Accanto a “Cento”, la produzione si completa con poche altre etichette, tutte pensate come capitoli dello stesso racconto. “MoDi” è il vino che dialoga tra tradizione romagnola e respiro internazionale, mentre “Floss”, a base Cabernet Franc, dimostra come questo territorio sappia dare identità anche a vitigni non autoctoni, senza mai snaturarsi.

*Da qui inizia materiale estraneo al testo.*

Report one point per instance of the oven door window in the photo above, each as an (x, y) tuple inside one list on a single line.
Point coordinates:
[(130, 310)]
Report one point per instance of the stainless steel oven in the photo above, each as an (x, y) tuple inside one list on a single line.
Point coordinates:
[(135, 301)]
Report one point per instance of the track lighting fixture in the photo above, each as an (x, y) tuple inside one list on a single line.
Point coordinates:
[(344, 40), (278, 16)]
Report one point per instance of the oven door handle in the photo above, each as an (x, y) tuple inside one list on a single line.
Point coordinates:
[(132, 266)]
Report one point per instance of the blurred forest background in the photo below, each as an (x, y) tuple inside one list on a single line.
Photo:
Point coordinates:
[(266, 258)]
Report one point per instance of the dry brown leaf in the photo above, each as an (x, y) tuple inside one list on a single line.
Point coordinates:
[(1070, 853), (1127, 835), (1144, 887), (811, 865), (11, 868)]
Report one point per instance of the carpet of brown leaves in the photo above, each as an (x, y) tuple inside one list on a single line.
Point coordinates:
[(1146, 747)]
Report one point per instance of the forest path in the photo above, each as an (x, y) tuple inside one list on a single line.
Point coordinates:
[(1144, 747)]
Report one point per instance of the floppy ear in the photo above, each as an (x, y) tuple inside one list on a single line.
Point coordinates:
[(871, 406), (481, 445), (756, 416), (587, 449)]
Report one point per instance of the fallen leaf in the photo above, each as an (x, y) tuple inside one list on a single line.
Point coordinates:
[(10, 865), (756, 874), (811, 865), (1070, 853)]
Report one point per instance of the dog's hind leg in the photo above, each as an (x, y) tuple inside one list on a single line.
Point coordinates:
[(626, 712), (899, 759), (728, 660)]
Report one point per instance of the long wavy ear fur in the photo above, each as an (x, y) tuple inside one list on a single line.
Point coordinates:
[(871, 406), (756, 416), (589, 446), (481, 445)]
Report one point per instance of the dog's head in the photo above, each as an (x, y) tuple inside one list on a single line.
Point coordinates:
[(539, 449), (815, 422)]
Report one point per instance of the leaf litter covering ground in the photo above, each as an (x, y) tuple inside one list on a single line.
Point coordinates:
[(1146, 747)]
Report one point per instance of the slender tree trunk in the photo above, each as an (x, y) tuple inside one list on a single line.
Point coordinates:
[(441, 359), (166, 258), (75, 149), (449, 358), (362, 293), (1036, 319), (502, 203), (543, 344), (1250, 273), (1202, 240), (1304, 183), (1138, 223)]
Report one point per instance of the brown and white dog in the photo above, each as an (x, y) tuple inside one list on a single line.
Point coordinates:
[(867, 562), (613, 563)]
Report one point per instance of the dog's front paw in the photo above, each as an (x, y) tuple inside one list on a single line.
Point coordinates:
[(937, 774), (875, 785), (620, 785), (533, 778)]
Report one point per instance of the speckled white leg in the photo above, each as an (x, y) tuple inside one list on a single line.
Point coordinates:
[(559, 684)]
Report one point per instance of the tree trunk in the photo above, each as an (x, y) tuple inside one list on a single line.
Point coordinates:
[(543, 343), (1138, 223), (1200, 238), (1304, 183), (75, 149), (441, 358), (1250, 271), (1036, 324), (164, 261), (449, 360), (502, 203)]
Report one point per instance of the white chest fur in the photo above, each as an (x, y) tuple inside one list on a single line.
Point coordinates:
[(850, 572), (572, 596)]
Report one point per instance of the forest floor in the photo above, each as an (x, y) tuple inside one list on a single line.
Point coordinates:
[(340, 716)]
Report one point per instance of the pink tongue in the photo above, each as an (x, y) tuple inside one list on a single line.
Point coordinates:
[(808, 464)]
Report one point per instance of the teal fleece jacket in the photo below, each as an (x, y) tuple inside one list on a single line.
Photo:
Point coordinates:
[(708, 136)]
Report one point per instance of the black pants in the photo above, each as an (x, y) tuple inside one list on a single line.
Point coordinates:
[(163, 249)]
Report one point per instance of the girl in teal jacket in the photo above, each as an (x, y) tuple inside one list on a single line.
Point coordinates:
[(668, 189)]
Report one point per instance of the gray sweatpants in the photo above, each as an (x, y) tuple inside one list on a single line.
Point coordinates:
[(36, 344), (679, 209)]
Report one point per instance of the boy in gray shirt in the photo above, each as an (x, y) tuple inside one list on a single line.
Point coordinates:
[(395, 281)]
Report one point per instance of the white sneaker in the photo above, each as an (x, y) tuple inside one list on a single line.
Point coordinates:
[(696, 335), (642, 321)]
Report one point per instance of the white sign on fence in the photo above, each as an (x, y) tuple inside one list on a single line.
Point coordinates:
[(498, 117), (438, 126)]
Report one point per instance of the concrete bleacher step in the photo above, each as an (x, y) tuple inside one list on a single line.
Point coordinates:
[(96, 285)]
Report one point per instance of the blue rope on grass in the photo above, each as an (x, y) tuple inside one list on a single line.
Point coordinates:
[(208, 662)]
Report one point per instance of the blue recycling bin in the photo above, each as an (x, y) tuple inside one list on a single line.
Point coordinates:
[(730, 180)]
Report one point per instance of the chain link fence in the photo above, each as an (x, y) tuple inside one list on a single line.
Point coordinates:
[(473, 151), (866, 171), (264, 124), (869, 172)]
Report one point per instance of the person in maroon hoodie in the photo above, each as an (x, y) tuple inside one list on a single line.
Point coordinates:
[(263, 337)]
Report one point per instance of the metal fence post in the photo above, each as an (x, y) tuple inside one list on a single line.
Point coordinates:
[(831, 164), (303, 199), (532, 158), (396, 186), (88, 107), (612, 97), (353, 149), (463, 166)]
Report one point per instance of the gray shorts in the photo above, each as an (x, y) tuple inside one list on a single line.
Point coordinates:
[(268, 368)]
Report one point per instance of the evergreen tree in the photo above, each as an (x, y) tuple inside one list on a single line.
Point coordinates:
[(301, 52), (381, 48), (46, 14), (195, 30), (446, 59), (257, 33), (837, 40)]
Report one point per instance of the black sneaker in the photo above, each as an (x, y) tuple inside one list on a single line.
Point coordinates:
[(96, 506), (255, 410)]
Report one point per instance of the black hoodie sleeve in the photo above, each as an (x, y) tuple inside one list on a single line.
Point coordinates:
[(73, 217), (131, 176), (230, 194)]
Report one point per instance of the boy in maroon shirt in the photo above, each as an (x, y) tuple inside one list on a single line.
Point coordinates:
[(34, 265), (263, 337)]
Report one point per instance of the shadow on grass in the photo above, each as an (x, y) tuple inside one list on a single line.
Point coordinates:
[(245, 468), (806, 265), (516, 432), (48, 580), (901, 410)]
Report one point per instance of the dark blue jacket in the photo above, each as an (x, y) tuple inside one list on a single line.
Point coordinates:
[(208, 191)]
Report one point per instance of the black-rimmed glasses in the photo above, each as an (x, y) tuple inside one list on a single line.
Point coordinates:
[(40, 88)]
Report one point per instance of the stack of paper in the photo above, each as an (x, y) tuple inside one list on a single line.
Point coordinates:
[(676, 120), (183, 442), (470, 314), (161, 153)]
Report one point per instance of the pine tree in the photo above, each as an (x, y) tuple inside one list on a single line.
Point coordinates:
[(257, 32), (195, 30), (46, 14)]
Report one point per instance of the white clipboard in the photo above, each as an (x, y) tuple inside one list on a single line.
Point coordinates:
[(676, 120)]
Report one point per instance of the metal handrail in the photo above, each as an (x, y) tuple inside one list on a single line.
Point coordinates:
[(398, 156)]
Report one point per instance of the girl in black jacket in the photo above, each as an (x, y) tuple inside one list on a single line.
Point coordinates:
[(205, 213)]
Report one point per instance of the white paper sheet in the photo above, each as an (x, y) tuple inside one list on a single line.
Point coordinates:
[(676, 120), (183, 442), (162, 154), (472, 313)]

In ogni bottiglia si ritrova una costante: equilibrio, precisione, assenza di forzature.

Dopo la scomparsa di Maurizio, il progetto è passato nelle mani dei figli Angelo e Francesco, che hanno scelto di non cambiare rotta ma di affinare ulteriormente la visione. Agricoltura biologica, densità elevate, rese bassissime, nessuna concessione alle mode. In cantina, il lavoro è guidato dalla competenza di Donato Lanati, con un approccio scientifico ma rispettoso, dove ogni decisione è al servizio del vino e non del contrario.

Negli ultimi anni, Cantina Maurizio Costa ha iniziato a ricevere un’attenzione crescente anche dalla critica. Inserimenti in guide di riferimento, punteggi molto alti da parte della stampa specializzata e il riconoscimento come una delle realtà più interessanti dell’Emilia-Romagna hanno confermato ciò che gli appassionati più attenti avevano già intuito: Modigliana è uno dei grandi luoghi del Sangiovese contemporaneo, e questa cantina ne è una delle voci più credibili.

Visitare la cantina oggi significa entrare in un racconto coerente, fatto di scelte radicali ma mai ostentate. La degustazione non è una vetrina, ma un dialogo: tra chi il vino lo fa e chi lo ascolta. Si esce con la sensazione rara di aver incontrato un progetto vero, dove ogni bottiglia è il risultato di una visione lunga, paziente e profondamente onesta.

Cantina Maurizio Costa non produce molti vini, né grandi numeri. Produce identità. E per chi ama il vino come racconto di un luogo, non c’è nulla di più prezioso.